We started with a dataset of 1,823 matches from the 2015/16 Big 5 European leagues. Every 90-minute performance was reduced to a 12-dimensional vector-quantifying specific behaviors like defensive line height, pressing intensity, and territorial control.

The goal here isn't just to group similar teams. It's to find the fundamental archetypes of elite football. By clustering these 1,823 data points, we can move away from vague labels like "attacking" or "defensive" and instead establish a high-resolution map of how top-tier football is actually played.

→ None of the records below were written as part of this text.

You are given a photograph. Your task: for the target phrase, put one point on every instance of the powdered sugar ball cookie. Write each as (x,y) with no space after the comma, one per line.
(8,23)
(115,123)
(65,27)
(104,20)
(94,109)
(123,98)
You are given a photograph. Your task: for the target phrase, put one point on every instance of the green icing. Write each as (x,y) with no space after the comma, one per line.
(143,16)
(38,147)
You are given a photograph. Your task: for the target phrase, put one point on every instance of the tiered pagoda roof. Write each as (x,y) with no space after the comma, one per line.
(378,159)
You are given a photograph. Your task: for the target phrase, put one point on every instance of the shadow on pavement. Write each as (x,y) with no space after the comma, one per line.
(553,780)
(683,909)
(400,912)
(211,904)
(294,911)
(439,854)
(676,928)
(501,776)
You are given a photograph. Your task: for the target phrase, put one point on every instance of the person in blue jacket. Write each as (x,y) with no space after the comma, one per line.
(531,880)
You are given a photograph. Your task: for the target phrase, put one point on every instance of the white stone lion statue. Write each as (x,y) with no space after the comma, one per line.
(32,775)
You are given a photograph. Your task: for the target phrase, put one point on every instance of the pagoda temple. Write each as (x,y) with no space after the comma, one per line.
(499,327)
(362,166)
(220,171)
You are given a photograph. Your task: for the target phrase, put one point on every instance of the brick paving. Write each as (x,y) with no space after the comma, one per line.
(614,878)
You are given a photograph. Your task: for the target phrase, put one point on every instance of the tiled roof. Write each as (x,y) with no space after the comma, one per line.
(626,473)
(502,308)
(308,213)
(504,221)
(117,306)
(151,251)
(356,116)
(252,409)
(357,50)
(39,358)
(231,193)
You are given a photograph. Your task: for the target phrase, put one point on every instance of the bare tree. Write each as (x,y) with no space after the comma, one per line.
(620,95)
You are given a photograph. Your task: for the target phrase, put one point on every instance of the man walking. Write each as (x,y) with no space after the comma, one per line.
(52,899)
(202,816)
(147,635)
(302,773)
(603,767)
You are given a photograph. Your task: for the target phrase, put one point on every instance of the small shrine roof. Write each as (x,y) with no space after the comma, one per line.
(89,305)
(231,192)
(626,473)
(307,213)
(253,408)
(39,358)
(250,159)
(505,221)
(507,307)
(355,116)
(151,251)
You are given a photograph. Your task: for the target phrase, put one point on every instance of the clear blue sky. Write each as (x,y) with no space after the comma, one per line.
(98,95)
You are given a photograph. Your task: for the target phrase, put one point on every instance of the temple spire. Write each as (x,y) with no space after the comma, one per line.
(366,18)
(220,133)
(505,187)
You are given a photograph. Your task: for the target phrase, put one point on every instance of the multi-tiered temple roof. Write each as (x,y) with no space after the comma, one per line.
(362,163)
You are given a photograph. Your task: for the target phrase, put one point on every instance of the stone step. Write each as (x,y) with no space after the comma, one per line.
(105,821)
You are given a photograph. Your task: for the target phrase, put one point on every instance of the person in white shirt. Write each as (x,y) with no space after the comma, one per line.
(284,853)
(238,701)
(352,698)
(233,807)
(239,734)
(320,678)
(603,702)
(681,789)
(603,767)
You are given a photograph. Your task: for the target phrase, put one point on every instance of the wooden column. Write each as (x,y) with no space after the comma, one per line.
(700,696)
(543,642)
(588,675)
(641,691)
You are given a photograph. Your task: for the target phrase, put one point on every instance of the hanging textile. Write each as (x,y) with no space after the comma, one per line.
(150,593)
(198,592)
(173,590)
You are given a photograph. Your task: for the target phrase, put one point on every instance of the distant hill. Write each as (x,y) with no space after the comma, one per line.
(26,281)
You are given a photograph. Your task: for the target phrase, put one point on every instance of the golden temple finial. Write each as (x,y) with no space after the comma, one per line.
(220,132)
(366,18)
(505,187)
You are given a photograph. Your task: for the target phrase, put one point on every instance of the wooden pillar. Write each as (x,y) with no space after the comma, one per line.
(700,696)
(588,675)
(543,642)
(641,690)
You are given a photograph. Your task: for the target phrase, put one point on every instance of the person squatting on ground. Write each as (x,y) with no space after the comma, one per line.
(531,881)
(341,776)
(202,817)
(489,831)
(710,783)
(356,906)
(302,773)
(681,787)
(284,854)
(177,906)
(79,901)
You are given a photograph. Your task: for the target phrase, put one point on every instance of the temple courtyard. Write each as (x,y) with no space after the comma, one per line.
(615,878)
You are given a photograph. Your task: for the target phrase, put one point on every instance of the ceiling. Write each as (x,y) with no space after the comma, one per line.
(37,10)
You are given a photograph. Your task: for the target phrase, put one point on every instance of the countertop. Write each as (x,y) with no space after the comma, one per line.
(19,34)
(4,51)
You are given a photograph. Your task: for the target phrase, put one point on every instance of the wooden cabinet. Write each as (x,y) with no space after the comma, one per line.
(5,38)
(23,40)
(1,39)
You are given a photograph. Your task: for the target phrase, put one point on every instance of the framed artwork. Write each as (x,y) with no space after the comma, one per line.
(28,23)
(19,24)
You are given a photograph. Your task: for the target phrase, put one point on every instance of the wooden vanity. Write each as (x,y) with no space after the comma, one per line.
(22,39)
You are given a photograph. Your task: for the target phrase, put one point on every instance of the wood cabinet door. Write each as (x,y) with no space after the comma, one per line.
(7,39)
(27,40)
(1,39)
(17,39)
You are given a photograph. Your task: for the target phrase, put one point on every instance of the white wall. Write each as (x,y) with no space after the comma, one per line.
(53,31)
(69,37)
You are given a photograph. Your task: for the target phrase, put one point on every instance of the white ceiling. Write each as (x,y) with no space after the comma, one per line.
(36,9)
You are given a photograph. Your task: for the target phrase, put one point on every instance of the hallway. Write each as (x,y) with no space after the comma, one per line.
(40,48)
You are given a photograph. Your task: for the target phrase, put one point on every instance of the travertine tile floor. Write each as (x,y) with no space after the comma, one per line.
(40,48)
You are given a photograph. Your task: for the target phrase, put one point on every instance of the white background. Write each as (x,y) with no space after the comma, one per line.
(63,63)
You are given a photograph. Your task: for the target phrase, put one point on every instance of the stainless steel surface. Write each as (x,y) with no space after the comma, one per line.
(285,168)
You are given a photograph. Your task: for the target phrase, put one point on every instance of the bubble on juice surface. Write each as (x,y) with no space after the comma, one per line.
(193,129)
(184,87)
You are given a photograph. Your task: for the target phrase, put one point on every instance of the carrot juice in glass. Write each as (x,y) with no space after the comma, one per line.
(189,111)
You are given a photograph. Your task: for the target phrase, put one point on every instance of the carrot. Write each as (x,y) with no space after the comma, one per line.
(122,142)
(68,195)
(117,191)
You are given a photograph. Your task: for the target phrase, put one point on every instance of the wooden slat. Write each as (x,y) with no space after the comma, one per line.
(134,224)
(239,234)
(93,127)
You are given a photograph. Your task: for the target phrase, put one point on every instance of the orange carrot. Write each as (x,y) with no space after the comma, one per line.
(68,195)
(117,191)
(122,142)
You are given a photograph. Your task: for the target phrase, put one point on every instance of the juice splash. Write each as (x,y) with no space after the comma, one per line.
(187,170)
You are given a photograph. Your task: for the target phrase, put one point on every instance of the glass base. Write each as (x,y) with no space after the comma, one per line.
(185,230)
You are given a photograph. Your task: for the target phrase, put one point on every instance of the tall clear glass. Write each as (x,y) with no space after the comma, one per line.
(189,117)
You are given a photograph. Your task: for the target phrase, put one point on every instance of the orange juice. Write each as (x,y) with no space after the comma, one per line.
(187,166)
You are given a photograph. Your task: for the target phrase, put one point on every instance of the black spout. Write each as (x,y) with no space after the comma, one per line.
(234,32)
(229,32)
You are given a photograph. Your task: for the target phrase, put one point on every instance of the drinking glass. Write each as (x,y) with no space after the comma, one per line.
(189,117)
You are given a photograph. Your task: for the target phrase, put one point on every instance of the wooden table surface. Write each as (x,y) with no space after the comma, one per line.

This "Tactical Atlas" serves as our control group. It gives us the benchmarks we need to see how international squads either maintain their club-level complexity or—as we suspect—collapse under the pressure of a tournament.

In [None]:
loader = TacticalDataLoader()
metrics_baseline = loader.load_scope('men_club_2015', verbose=False)
# Build profiles
men_club_profiles = build_team_profile(metrics_baseline, verbose=False)
# Convert to pandas for analysis
men_club_pd = men_club_profiles.to_pandas()
# Save
men_club_profiles.write_csv('../processed/men_club_profiles_2015_16.csv')
display(men_club_pd.head())

## Finding Structure in 12 Dimensions

Twelve dimensions are too many for the human eye to parse, but clustering algorithms thrive in high-dimensional space. We applied $k$-means clustering to the 1,823 match profiles, but first had to determine the optimal value for $k$: **how many distinct archetypes actually exist in the data?**

Rather than imposing an arbitrary number, we evaluated cluster quality for $k=2$ through $k=8$ using three complementary metrics:

* **Silhouette Score:** Measuring the cohesion and separation of the resulting clusters.
* **Calinski-Harabasz Index:** Evaluating the ratio of between-cluster variance to within-cluster variance.
* **Davies-Bouldin Index:** Assessing the average similarity between clusters (where lower scores indicate better separation).

In [None]:
# Initialize clustering
men_club_pd = men_club_pd.sort_values('team').reset_index(drop=True)

dimensions = [
    'possession_dominance', 'territorial_control', 'possession_efficiency',
    'progression_intensity', 'progression_method', 'buildup_complexity',
    'offensive_threat', 'tempo', 'press_intensity',
    'defensive_line_height', 'press_effectiveness', 'counter_speed'
]
clusterer = TacticalClustering(dimensions)
scaled_data = clusterer.prepare_data(men_club_pd)

# Optimize k 
optimization_results = clusterer.optimize_k(k_range=range(3, 8))
fig, axes = plot_clustering_validation_compact(optimization_results)
save_figure(fig, 'men_cluster_optimization.png')
plt.show()

# Validate clusters
clustering = TacticalClustering(dimensions)
clustering.prepare_data(men_club_pd)
k_results = clustering.print_k_comparison(k_range=range(3, 8))

# Run k-means with k=3
print("\nRunning K-means (k=3)...")
clustering_results = clusterer.run_kmeans(k=3, random_state=42)

# Add labels to dataframe
men_club_pd['cluster'] = clustering_results['labels']
cluster_centers = clustering_results['centers']

# Add cluster sizes
cluster_centers['size'] = men_club_pd['cluster'].value_counts().sort_index().values

## Interpreting the Structure

The global silhouette score of 0.219 requires a candid discussion. This is not a dataset with dramatic, isolated clusters—and the analysis should not pretend otherwise. Football tactics exist on a continuum, not in discrete categories. No team is purely a possession side or purely a counter-attacking side; every tactical identity is a blend.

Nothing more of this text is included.